Domaino1s: Guiding LLM Reasoning for Explainable Answers in High-Stakes Domains

📝 Paper Summary

Domain-specific LLM Reasoning Chain-of-Thought (CoT) optimization Explainable AI (XAI)

Domaino1s enhances high-stakes domain reasoning by fine-tuning LLMs on structured CoT data and employing a perplexity-guided tree search to autonomously expand and select optimal reasoning paths.

Core Problem

Standard LLMs in high-stakes domains (finance/law) often generate brief, unexplainable answers or follow flawed single-pass reasoning chains that accumulate errors.

Why it matters:

Users in high-stakes fields require explainability to trust decisions; black-box answers are insufficient
Single-pass CoT lacks self-correction; early errors propagate through the entire chain, leading to legal or financial risks
Existing o1-type reasoning models have not yet been effectively adapted or explored for specific high-stakes domain constraints

Concrete Example: In stock prediction, a standard CoT model might misinterpret a 'strategic initiative' early in the reasoning chain. Because it cannot backtrack, it builds the rest of its financial analysis on this initial error, resulting in an incorrect 'positive' price prediction.

Key Novelty

Domaino1s (Domain-specific o1-style reasoning)

Fine-tunes models on domain-specific CoT data (Finance/Legal) where structured reasoning steps are learned but special tokens are removed, forcing the model to autonomously organize its thinking process
Introduces 'Selective Tree Exploration', a search strategy that uses token perplexity as a proxy for value, expanding the reasoning tree only when model uncertainty (perplexity) is high

Architecture

Comparison between Standard CoT and Domaino1s inference processes. It illustrates how Standard CoT propagates errors linearly, while Domaino1s uses a tree search to explore and correct paths.

Evaluation Highlights

Achieves 57.29% accuracy on Stock Investment Recommendation, outperforming standard CoT (53.12%) and o1-like baselines
Reaches 78.33% average accuracy on Legal Reasoning QA, surpassing Domain-CoT (77.09%) and Lawma-8B (44.46%)
Proposed Selective Tree Exploration balances performance and cost, achieving higher accuracy than Best-of-N while using fewer tokens

Breakthrough Assessment

7/10

Successfully adapts o1-style reasoning to specific domains with a practical, perplexity-based search method. While the architectural innovation is moderate, the application to high-stakes domains and the new explainability metric are valuable.

⚙️ Technical Details

Problem Definition

Setting: Multi-step reasoning for domain QA where a solution process is decomposed into T reasoning steps

Inputs: Domain-specific question q (e.g., stock data or legal case)

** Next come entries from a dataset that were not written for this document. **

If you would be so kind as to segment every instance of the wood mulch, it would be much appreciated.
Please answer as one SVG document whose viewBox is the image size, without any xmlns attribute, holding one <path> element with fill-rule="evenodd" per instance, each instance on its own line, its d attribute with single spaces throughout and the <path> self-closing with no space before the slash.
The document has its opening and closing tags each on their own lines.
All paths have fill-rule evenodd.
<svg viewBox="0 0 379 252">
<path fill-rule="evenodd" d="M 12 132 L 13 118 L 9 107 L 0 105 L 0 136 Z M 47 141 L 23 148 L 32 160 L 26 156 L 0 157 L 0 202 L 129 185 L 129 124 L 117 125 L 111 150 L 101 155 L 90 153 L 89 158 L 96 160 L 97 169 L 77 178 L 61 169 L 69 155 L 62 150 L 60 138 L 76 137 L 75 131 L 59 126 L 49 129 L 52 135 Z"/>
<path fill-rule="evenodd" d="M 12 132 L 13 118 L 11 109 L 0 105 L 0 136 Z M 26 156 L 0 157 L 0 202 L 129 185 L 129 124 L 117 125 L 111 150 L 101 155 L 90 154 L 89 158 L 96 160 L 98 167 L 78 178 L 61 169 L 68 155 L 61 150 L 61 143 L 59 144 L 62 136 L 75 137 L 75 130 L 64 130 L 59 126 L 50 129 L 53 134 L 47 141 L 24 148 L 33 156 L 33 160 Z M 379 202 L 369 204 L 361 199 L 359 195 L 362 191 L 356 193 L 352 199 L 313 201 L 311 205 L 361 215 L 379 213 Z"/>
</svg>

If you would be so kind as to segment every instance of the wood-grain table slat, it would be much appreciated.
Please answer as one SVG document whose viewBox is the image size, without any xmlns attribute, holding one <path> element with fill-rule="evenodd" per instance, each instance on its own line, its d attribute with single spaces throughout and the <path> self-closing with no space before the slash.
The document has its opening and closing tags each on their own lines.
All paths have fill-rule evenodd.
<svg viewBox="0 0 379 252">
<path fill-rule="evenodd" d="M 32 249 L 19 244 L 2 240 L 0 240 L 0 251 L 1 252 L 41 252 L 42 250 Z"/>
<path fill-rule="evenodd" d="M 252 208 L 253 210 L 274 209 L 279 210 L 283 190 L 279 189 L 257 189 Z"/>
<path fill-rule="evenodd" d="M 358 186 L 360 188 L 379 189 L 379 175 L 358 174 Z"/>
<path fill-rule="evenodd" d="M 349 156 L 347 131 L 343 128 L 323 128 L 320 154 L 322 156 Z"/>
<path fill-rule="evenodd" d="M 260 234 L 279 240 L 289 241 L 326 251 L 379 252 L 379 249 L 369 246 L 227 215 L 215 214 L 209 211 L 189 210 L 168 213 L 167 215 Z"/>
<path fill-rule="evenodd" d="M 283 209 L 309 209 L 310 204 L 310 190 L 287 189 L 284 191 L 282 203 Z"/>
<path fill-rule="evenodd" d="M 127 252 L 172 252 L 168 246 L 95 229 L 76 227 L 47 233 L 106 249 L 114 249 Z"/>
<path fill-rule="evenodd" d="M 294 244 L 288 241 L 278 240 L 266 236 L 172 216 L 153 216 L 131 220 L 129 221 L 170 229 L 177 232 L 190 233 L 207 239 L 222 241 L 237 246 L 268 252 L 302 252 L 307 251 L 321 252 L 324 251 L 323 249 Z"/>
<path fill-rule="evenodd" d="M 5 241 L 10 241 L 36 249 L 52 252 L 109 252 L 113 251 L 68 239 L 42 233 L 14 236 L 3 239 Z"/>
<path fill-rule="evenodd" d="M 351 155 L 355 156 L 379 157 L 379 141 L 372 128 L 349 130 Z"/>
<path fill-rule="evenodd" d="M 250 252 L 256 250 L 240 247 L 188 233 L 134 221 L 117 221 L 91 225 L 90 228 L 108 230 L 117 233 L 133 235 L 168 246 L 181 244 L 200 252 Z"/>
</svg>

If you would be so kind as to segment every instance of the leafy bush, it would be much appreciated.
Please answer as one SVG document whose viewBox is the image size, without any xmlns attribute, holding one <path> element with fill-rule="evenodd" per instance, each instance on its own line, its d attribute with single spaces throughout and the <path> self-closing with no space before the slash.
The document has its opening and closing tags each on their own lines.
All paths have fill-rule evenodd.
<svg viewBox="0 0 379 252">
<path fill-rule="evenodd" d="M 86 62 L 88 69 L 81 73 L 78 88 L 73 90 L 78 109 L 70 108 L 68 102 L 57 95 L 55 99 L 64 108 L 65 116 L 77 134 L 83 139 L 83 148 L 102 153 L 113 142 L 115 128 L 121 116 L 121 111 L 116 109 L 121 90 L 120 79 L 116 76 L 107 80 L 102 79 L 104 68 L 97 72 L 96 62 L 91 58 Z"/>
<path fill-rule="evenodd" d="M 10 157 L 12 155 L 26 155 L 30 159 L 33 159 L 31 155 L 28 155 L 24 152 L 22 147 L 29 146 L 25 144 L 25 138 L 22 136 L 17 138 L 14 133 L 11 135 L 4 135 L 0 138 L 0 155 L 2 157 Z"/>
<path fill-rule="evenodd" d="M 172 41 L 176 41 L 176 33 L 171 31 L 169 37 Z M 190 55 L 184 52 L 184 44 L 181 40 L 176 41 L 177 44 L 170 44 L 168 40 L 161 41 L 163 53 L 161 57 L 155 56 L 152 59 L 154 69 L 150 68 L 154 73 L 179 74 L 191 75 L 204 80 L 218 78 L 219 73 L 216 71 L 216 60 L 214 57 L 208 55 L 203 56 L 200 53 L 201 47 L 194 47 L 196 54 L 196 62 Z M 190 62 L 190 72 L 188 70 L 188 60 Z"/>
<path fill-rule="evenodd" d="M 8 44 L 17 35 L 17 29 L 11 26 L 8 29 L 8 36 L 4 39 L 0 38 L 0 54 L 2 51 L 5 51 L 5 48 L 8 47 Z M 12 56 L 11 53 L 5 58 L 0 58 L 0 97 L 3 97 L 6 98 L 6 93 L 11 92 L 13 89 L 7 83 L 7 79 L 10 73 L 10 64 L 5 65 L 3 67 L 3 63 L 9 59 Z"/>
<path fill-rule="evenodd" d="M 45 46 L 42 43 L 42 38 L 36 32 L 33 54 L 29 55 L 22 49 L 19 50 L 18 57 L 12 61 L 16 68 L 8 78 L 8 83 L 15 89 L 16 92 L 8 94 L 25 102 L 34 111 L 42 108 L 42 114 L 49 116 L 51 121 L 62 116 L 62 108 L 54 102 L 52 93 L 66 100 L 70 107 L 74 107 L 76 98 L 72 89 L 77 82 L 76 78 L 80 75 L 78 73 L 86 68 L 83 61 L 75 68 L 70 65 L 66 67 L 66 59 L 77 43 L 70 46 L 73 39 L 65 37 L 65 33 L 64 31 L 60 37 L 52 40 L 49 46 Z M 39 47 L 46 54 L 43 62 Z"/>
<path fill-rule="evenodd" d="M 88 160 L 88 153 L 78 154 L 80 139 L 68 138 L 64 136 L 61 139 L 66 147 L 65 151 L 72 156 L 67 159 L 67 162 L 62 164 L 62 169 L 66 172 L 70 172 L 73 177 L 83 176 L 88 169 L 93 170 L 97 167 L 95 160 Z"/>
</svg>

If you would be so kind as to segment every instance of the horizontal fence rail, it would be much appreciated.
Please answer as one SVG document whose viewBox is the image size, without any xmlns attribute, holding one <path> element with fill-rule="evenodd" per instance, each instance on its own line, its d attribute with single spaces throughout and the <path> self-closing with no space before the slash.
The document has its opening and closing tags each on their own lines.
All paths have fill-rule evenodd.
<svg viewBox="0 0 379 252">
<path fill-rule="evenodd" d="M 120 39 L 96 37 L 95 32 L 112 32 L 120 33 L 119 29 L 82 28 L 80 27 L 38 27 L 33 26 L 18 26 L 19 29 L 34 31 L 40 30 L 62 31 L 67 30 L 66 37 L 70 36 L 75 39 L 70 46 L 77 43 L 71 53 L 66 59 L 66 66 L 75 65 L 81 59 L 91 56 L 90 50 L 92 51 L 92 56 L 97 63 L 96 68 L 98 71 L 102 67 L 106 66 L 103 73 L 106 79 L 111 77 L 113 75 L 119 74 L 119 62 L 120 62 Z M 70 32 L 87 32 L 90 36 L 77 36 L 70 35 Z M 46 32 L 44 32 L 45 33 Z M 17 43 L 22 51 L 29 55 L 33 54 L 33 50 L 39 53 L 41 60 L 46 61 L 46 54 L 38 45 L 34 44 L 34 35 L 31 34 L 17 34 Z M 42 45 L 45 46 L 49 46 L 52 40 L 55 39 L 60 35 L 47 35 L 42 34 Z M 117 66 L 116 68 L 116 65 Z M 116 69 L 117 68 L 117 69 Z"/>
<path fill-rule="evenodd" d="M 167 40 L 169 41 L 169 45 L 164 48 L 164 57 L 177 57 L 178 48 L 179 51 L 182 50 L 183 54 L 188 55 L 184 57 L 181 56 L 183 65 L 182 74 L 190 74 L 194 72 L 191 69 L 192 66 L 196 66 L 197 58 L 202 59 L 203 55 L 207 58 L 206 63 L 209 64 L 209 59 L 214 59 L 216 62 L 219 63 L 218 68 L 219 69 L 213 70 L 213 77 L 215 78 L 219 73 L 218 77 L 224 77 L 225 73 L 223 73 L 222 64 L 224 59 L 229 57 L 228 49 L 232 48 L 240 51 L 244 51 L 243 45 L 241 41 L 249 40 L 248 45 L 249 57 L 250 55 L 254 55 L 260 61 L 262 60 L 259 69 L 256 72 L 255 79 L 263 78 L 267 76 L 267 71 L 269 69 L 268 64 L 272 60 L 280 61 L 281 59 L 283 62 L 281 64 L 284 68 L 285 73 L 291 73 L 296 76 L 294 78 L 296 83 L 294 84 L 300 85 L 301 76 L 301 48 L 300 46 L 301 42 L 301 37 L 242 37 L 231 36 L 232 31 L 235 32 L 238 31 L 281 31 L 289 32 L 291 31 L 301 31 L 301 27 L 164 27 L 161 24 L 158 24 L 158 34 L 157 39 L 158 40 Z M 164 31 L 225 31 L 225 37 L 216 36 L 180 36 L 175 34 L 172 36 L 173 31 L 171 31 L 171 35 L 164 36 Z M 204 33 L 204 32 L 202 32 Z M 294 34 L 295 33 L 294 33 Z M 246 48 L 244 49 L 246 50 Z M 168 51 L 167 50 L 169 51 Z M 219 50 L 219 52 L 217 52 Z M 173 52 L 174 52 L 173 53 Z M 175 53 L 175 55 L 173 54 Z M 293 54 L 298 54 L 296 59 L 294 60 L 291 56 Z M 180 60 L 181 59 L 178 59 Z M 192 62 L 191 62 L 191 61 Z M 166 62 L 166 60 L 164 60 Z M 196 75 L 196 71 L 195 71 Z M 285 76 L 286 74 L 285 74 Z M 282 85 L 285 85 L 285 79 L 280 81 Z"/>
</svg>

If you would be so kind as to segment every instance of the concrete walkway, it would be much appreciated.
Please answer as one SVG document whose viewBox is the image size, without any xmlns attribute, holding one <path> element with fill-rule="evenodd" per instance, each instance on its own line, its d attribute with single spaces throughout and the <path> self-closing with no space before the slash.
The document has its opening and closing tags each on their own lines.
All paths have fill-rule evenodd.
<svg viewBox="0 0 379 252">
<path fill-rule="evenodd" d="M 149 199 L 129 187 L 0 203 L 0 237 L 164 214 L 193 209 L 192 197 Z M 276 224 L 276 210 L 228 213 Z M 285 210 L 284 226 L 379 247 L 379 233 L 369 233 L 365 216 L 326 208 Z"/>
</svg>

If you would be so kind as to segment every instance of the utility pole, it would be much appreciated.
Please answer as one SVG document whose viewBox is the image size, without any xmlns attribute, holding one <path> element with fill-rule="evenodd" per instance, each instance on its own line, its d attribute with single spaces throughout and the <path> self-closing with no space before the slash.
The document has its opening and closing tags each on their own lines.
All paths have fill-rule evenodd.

Outputs: Final answer paired with a complete, explainable reasoning chain

Pipeline Flow

Step Generation (Model proposes next reasoning step)
Perplexity Check (System evaluates confidence of step)
Expansion/Resampling (If perplexity > threshold, regenerate K candidates)
Selection (Choose candidate with lowest perplexity)
Loop (Repeat until final answer)

System Modules

Reasoning Step Generator

Auto-regressively generate the next logical step in the domain reasoning chain

Model or implementation: Domaino1s (fine-tuned Qwen-2.5-7B-Instruct)

Evaluator & Selector

Decide whether to accept the current step or search for better alternatives based on perplexity

Model or implementation: Same LLM (calculates its own perplexity)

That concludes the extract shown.